Bizarrement, le critère de tension n’empêche pas l’application relativement uniforme d’une politique nationale du logement (soutien à l’accession, défiscalisation pour l’investissement locatif, ANRU, Plan de cohésion sociale, plan de relance, etc.) aux effets délétères sur ces territoires fragilisés.
La surproduction, de l’ordre de 25% des logements construits entre 2006 et 2011, sature les marchés immobiliers en empêchant une régulation par les prix ou la rareté de l’offre. C’est l’augmentation de la vacance, conséquence de la saturation des marchés, qui constitue l’un des marqueurs les plus visibles du dérèglement des marchés. Sur les 5 régions étudiées, la vacance a augmenté de 30% entre 2006 et 2011.
Vacance en augmentation, obsolescence accélérée du parc ancien … les déséquilibres du marché immobilier liés à des pertes d’emplois et de populations et accentués par des politiques nationales de soutien à la construction remettent en cause, à terme, la pérennité des revenus locatifs du bailleur. C’est la notion de récurrence des revenus qui a été introduite par le Manifeste. Pourtant, les investissements sont nécessaires pour faire évoluer un parc social en décalage avec la demande actuelle des ménages (mal placé, inconfortable, en collectif, etc.). Face à une concurrence exacerbée par l’affaissement des prix de tous les segments de marché privés (locatif et accession), les organismes doivent réagir.
Territorialiser la politique du logement et renouveler le cadre réglementaire…
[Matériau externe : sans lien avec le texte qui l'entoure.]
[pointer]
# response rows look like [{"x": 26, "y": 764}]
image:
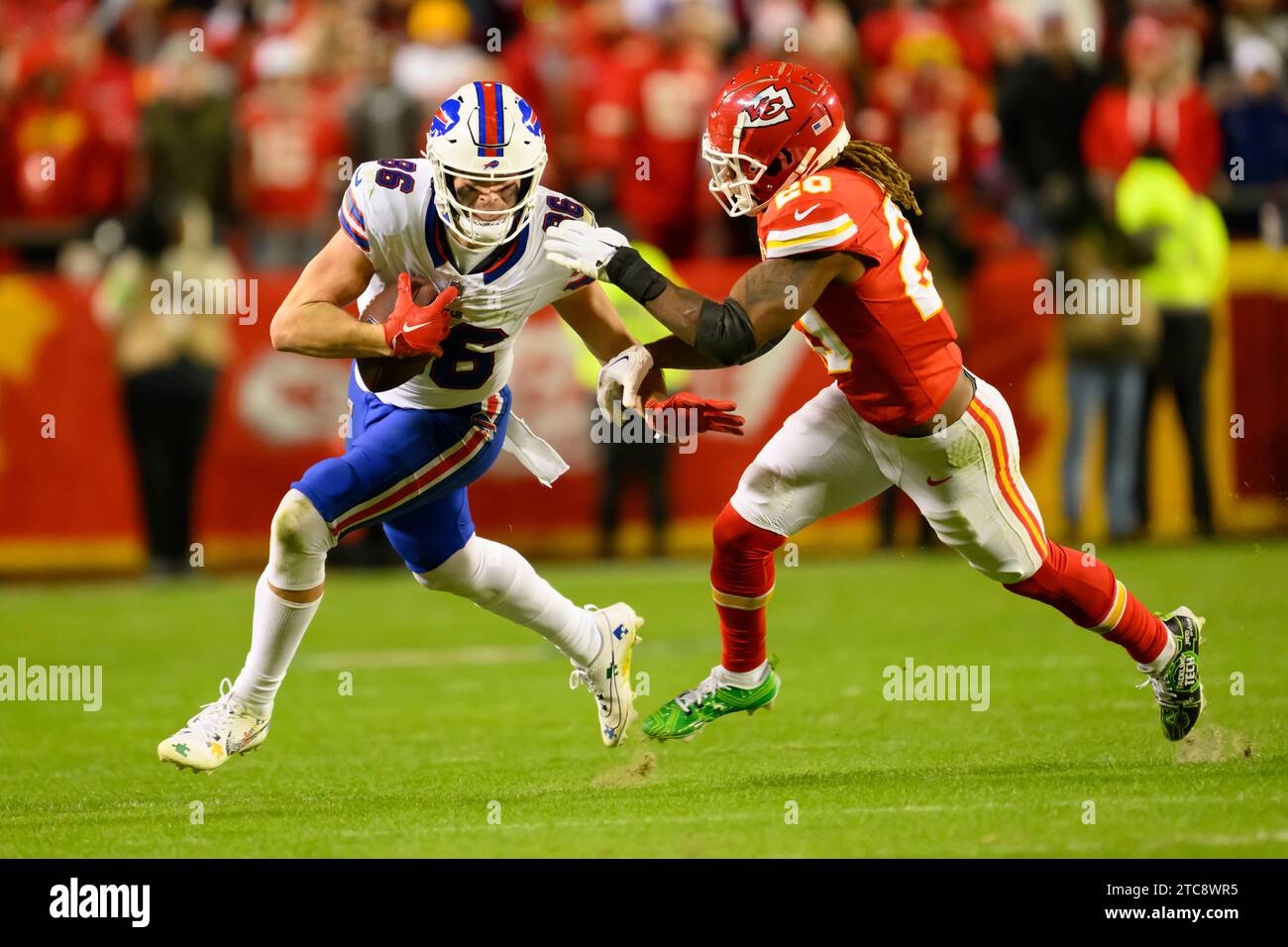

Ces analyses, alliées aux remontées de terrains, esquissent des priorités d’actions, dans la logique d’interpellation propre au Manifeste. Il s’agit de la concentration des moyens sur l’adaptation du parc existant, l’inscription des stratégies des bailleurs dans une planification partagée et de long terme à l’échelon local, l’amélioration de la qualité de services à une diversité croissante de public et la conservation de loyers accessibles à travers un assouplissement des normes, des modes de faire et de développement de nouvelles réponses d’habitat.
Derrière ces préconisations s’affiche en fil d’Ariane la nécessité de renouveler l’approche de ces territoires en faisant jouer un rôle aux Régions qui pourraient moduler les orientations nationales, étant mieux à même de mesurer les interactions à valoriser entre leurs métropoles et les autres territoires : que les relations se complètent plutôt que de se confronter.
… des échos médiatiques à la mise en œuvre, un chemin encore long
Constat partagé au sein du mouvement HLM, la territorialisation de la politique du logement est aussi régulièrement évoquée dans les annonces ministérielles. « j’estime que l’action publique doit être menée au plus près du terrain, en s’adaptant aux spécificités des bassins de vie et aux besoins de nos concitoyens. C’est particulièrement vrai en matière de politique de l’habitat. Elle requiert des réponses différenciées. Dans les zones tendues, le problème principal reste la pénurie d’offre de logements. Dans les zones détendues, l’enjeu est plus celui de la réhabilitation et de la revitalisation des cœurs de villes et des centre-bourgs. » expliquait récemment la Ministre du logement Madame Pinel.
Pourtant, dans le même mois, le Président de la République annonçait l’élargissement du champ d’application du PTZ pour que « la quasi-totalité du pays » soit concernée. Connaissant désormais les effets déstabilisants de la construction neuve en individuel sur les marchés immobiliers locaux des territoires dits « détendus », cette décision univoque révèle le chemin à parcourir pour impulser un changement réel de la conduite des politiques de l’habitat en France.